4. La cassazione dell’impugnata sentenza, per effetto dell’accoglimento del quarto motivo del ricorso incidentale, non implica però la necessità di rinviare la causa alla corte d’appello, non essendo da compiere ulteriori accertamenti di merito.

Può esser infatti già in questa sede integrata la condanna della sig.ra L. con l’aggiunta del pagamento degli interessi legali sulla somma da lei dovuta (quale già accertata nei precedenti gradi), a far tempo dalla data della domanda giudiziale, ferme nel resto tutte le altre statuizioni di merito già contenute nella sentenza d’appello (salvo quanto appresso in tema di spese processuali).

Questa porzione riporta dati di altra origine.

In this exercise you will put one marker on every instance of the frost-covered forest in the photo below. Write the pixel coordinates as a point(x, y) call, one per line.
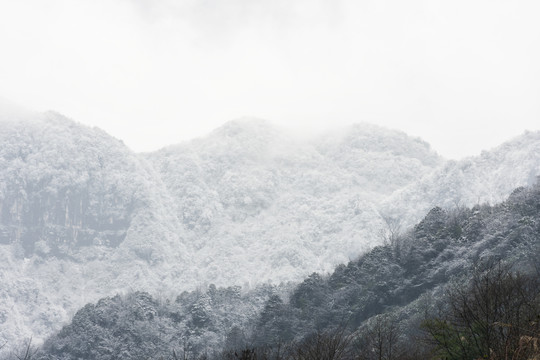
point(415, 288)
point(205, 236)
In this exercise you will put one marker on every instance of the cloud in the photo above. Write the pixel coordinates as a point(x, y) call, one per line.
point(177, 69)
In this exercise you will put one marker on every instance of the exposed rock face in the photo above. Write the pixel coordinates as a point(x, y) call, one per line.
point(64, 186)
point(83, 217)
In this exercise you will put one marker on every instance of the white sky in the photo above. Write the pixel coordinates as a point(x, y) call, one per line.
point(462, 74)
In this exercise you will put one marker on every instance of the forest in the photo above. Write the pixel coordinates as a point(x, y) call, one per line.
point(461, 284)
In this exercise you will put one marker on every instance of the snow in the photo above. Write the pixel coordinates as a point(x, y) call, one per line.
point(83, 217)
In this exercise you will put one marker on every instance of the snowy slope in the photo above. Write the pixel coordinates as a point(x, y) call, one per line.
point(81, 216)
point(488, 178)
point(263, 206)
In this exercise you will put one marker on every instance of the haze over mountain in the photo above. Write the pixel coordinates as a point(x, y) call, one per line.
point(82, 216)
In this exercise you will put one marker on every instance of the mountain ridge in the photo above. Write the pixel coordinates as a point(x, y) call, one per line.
point(83, 216)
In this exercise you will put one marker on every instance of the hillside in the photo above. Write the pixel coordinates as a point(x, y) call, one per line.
point(404, 280)
point(263, 205)
point(488, 178)
point(83, 217)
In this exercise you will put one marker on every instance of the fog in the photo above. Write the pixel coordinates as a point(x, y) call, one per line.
point(462, 75)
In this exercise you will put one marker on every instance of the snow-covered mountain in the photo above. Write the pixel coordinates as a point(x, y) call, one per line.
point(263, 206)
point(83, 217)
point(488, 178)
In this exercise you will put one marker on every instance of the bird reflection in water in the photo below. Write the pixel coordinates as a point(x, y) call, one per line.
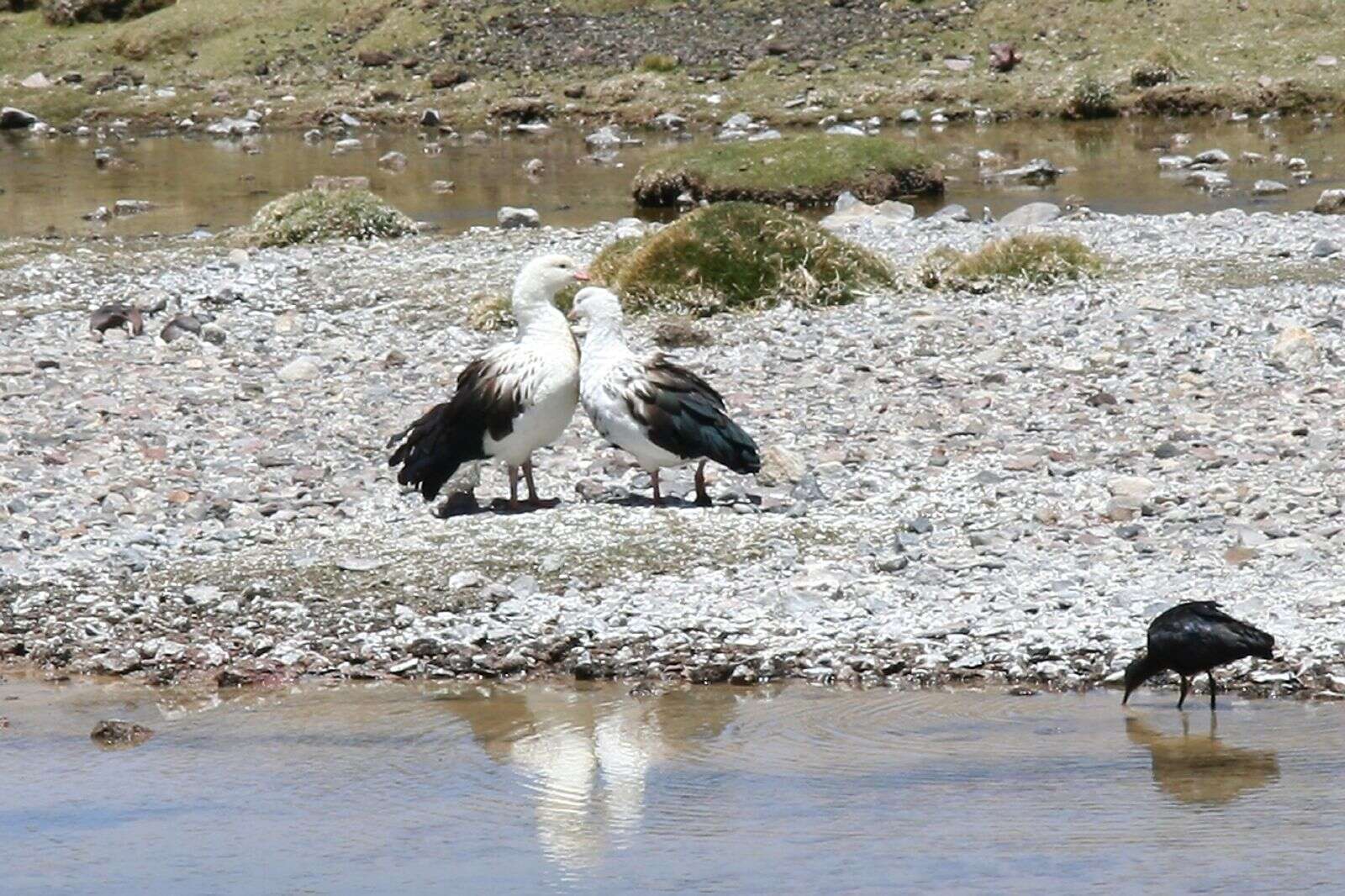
point(1200, 768)
point(588, 755)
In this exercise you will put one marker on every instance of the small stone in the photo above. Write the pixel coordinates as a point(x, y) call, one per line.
point(920, 525)
point(1295, 349)
point(1130, 488)
point(13, 119)
point(299, 370)
point(116, 732)
point(1332, 202)
point(466, 579)
point(780, 466)
point(511, 219)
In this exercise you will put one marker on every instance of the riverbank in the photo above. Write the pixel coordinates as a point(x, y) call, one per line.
point(383, 62)
point(993, 488)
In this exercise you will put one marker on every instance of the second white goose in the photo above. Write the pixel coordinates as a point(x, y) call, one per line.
point(659, 412)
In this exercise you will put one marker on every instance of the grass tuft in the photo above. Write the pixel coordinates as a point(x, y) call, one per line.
point(807, 171)
point(1091, 98)
point(313, 215)
point(743, 256)
point(1033, 259)
point(1160, 66)
point(659, 62)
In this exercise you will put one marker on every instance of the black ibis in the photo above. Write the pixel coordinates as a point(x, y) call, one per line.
point(1194, 638)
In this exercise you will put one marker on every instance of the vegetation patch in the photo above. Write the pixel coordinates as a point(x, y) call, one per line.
point(314, 215)
point(1091, 98)
point(740, 256)
point(658, 62)
point(1032, 259)
point(807, 171)
point(1160, 66)
point(67, 13)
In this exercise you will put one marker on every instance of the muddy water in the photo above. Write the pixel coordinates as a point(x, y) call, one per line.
point(214, 183)
point(587, 788)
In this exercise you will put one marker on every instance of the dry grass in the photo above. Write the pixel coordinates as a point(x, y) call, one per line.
point(743, 256)
point(314, 215)
point(1032, 259)
point(809, 170)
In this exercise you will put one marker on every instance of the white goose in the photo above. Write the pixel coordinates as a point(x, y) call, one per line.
point(510, 401)
point(659, 412)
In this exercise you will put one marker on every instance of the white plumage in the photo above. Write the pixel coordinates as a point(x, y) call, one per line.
point(663, 414)
point(510, 401)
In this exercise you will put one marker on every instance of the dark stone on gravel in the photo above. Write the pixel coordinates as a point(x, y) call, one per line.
point(114, 732)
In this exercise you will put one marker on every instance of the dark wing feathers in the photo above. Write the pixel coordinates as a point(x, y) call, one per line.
point(683, 414)
point(1197, 635)
point(451, 434)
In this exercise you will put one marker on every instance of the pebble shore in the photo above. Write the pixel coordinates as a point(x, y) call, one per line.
point(1000, 485)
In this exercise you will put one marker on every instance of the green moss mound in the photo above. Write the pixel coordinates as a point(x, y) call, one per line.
point(806, 171)
point(740, 256)
point(1035, 259)
point(314, 215)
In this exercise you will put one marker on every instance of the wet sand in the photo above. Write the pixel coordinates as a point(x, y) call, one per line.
point(588, 788)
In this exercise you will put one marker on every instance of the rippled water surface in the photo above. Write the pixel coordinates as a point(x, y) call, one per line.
point(214, 183)
point(587, 788)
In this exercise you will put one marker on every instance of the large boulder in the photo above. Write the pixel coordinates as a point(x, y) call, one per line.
point(13, 119)
point(74, 11)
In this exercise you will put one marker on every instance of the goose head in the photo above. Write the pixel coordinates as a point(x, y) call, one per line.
point(542, 277)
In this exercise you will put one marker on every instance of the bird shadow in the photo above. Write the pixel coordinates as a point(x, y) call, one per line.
point(1200, 768)
point(463, 505)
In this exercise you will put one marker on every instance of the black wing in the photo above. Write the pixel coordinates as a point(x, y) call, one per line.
point(1197, 635)
point(683, 414)
point(451, 434)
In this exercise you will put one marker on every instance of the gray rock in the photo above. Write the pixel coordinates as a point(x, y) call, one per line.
point(952, 212)
point(1325, 248)
point(13, 119)
point(1039, 171)
point(1210, 181)
point(300, 370)
point(669, 121)
point(1029, 215)
point(511, 219)
point(116, 732)
point(1332, 202)
point(780, 466)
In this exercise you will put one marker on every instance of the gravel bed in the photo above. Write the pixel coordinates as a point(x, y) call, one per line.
point(1002, 485)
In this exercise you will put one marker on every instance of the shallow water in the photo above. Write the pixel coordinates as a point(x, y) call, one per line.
point(214, 183)
point(587, 788)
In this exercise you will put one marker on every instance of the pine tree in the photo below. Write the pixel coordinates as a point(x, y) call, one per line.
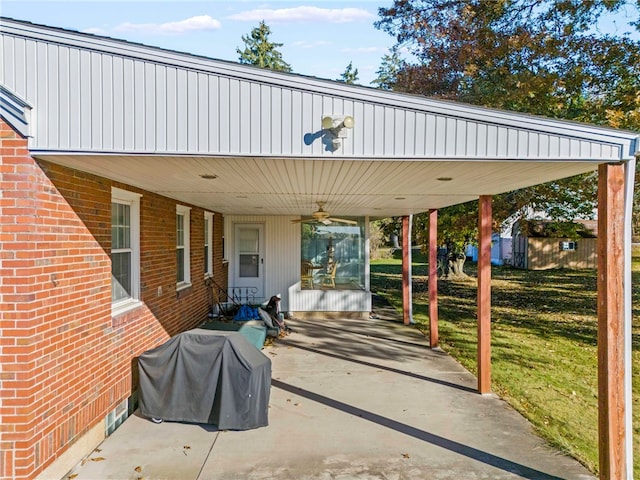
point(350, 75)
point(261, 52)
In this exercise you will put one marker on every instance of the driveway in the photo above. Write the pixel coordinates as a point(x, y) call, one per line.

5. L’esito complessivo della lite e la reciproca soccombenza delle parti suggeriscono di compensare integralmente tra le stesse le spese dell’intero giudizio.

P.Q.M.

La corte riunisce i ricorsi, accoglie il quarto motivo del ricorso incidentale, rigettando gli altri motivi del medesimo ricorso incidentale, nonchè il ricorso principale; cassa l’impugnata sentenza in relazione alla censura accolta e, decidendo nel merito, condanna la sig.ra L.L. a corrispondere alla controparte anche gli interessi legali sulla somma capitale dovuta in restituzione, a far tempo dalla data della domanda, ferme restando tutte le altre statuizioni della sentenza impugnata, ma con compensazione delle spese dell’intero giudizio.

Così deciso in Roma, il 6 ottobre 2011.